Four to six should be enough for a one-shot game. I made two swordsmen and two archers, with an elf and a dwarf as the races (plus I have an extra so I can play too). The first three are classed as “fighter”, while the last two are called “rogues”.
I rolled 4d6 (with 6 being the maximum) for each ability score, except Constitution which gets 3d6 + 3. The other ability scores were all equal to the highest ability score on the dice roll. My ability scores are as follows:
STR: 12 CON: 14 DEX: 15 INT: 6 WIS: 9 CHA: 14
Pick a setting
Once you have your characters, choose a setting for the campaign. You can pick from any D&D settings (such as Forgotten Realms, Eberron, etc.) or come up with your own. You can also create a homebrew setting (see below). Whatever you choose, it’s good to name your setting (i.e., “The Forgotten Realms”, “Aldern Valley”, etc.).
This is your campaign. It’s going to feel like home to the players, and they will want to play there all the way to the end. Your setting is the character that they live in and play, so you’ll want to make it as good as possible. The name of your setting can be used on a map or in write-ups for any NPCs or magic items or what-have-you, so make sure that it’s clear enough that anyone who needs to know will know (e.g. “The Forgotten Realms” is a lot clearer than “The Realms”).

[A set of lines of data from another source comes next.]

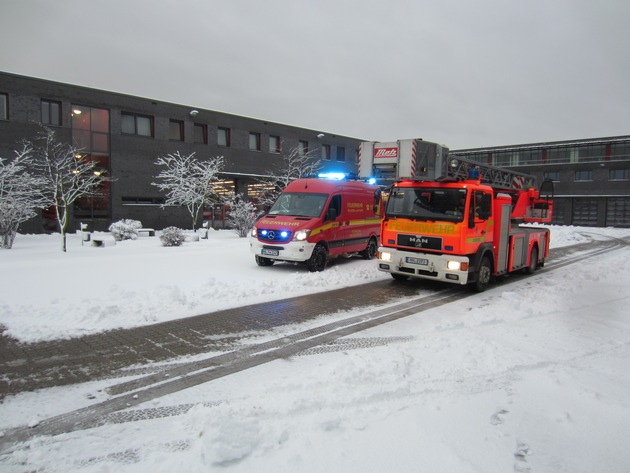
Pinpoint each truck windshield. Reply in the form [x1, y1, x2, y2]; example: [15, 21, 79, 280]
[385, 187, 467, 222]
[269, 192, 328, 217]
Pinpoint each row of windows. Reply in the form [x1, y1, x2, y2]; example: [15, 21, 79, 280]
[462, 142, 630, 167]
[544, 169, 630, 182]
[0, 93, 346, 161]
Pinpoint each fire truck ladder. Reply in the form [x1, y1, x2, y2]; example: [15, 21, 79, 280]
[445, 156, 536, 190]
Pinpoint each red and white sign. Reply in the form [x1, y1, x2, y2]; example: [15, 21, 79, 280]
[374, 147, 398, 159]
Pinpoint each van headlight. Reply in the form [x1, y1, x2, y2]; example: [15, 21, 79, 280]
[293, 230, 311, 241]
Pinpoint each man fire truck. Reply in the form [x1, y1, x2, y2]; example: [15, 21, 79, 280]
[359, 139, 553, 291]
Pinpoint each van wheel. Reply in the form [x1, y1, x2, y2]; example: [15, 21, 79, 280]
[306, 245, 328, 273]
[256, 255, 275, 266]
[359, 238, 376, 259]
[525, 247, 538, 274]
[475, 256, 492, 292]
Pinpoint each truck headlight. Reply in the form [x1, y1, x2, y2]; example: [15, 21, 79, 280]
[293, 230, 311, 241]
[379, 251, 392, 261]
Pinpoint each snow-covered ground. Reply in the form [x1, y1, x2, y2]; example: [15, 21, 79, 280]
[0, 226, 630, 473]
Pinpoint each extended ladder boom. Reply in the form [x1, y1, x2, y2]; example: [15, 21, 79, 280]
[359, 138, 535, 190]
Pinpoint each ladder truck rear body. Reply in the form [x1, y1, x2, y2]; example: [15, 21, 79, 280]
[359, 139, 553, 291]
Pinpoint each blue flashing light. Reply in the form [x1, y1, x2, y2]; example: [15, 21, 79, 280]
[317, 172, 346, 181]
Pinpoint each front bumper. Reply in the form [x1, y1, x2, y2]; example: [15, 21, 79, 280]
[249, 237, 315, 262]
[378, 247, 470, 285]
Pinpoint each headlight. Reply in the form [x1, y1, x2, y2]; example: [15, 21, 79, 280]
[293, 230, 311, 241]
[446, 261, 468, 271]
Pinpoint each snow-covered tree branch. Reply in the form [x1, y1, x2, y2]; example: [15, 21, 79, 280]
[152, 151, 223, 230]
[27, 127, 109, 252]
[0, 143, 47, 249]
[259, 143, 322, 205]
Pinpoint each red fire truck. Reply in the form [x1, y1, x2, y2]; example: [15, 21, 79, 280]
[250, 174, 381, 271]
[359, 139, 553, 291]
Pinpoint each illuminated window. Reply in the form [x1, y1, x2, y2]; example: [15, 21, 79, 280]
[322, 145, 330, 160]
[0, 94, 9, 120]
[269, 135, 280, 154]
[249, 132, 260, 151]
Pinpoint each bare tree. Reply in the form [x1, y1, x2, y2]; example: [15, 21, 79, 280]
[26, 127, 109, 252]
[152, 151, 223, 230]
[0, 143, 47, 249]
[259, 141, 322, 205]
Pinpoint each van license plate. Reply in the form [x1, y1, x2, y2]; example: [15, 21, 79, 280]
[405, 256, 429, 266]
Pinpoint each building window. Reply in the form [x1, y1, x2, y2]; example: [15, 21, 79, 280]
[269, 135, 280, 154]
[168, 120, 184, 141]
[42, 100, 61, 126]
[121, 112, 153, 137]
[0, 94, 9, 120]
[322, 145, 330, 160]
[608, 169, 630, 181]
[217, 127, 230, 146]
[298, 140, 308, 156]
[575, 171, 593, 182]
[249, 132, 260, 151]
[543, 171, 560, 182]
[337, 146, 346, 161]
[193, 123, 208, 145]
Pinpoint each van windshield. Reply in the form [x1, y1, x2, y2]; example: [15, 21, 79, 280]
[269, 192, 328, 217]
[386, 187, 466, 222]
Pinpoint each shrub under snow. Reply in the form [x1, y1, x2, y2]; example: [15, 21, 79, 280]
[109, 218, 142, 241]
[160, 227, 186, 246]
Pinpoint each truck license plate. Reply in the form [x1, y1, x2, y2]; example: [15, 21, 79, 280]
[405, 256, 429, 266]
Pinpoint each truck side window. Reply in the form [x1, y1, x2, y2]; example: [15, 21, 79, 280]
[326, 195, 341, 220]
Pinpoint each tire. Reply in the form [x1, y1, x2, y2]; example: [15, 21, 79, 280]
[256, 255, 275, 266]
[306, 245, 328, 273]
[390, 273, 409, 281]
[359, 238, 376, 259]
[525, 247, 538, 274]
[474, 256, 492, 292]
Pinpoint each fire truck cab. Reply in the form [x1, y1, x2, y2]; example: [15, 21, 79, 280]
[250, 175, 381, 271]
[360, 140, 553, 291]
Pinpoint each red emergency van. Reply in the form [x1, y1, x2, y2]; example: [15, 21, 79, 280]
[250, 175, 381, 271]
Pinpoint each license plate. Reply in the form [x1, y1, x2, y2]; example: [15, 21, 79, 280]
[405, 256, 429, 266]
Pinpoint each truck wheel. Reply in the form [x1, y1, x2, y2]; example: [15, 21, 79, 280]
[256, 255, 275, 266]
[359, 238, 376, 259]
[525, 247, 538, 274]
[306, 245, 328, 273]
[475, 256, 492, 292]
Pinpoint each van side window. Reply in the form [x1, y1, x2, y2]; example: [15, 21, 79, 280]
[326, 195, 341, 220]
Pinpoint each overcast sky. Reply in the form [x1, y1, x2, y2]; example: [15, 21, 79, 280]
[0, 0, 630, 149]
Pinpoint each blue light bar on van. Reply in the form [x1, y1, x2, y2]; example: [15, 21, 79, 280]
[317, 172, 347, 180]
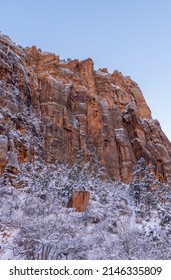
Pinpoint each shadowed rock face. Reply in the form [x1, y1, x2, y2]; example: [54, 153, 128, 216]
[67, 191, 90, 212]
[0, 36, 171, 184]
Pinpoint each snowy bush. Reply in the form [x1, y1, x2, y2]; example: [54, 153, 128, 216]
[0, 156, 171, 260]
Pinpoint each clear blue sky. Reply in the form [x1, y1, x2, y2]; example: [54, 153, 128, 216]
[0, 0, 171, 140]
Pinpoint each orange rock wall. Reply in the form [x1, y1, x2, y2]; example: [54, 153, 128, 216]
[0, 36, 171, 183]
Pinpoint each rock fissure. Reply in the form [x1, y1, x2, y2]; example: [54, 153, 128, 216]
[0, 35, 171, 184]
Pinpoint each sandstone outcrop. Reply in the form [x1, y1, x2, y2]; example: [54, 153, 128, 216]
[67, 191, 90, 212]
[0, 36, 171, 184]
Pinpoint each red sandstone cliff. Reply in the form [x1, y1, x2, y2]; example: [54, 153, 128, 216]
[0, 36, 171, 184]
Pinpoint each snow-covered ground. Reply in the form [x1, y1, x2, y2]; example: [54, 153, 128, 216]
[0, 159, 171, 259]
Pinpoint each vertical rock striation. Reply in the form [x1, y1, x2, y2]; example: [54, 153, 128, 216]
[0, 36, 171, 184]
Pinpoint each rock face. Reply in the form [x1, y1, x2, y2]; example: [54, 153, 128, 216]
[67, 191, 90, 212]
[0, 36, 171, 184]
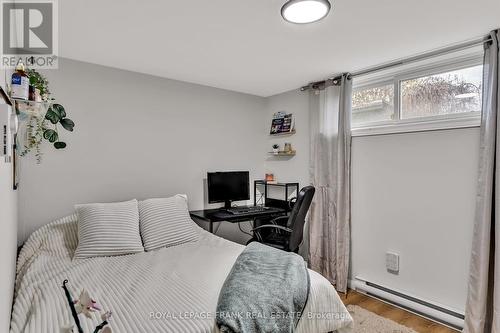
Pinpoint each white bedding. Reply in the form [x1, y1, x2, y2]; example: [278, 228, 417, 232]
[11, 215, 352, 333]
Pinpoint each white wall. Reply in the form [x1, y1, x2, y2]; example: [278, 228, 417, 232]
[0, 111, 17, 332]
[19, 60, 478, 310]
[19, 59, 266, 242]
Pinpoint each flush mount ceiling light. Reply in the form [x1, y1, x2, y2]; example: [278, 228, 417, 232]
[281, 0, 332, 24]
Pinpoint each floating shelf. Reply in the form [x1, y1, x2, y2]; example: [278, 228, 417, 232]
[268, 150, 296, 157]
[11, 98, 54, 117]
[269, 130, 295, 136]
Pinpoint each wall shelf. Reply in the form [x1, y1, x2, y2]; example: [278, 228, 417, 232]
[269, 130, 295, 137]
[268, 150, 296, 157]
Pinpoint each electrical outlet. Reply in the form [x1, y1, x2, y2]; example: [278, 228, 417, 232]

The DM (Dungeon Master) controls the NPCs, monsters, and other events that affect the players. The players’ actions, combat statistics, and dialog with NPCs are all determined by the DM. The DM can also create their own NPCs using D&D Beyond rules or come up with their own. The DM creates the characters (player and NPC) and then starts the campaign with a pre-generated adventure. This article provides information on how to set up, run, and play a campaign in D&D Beyond.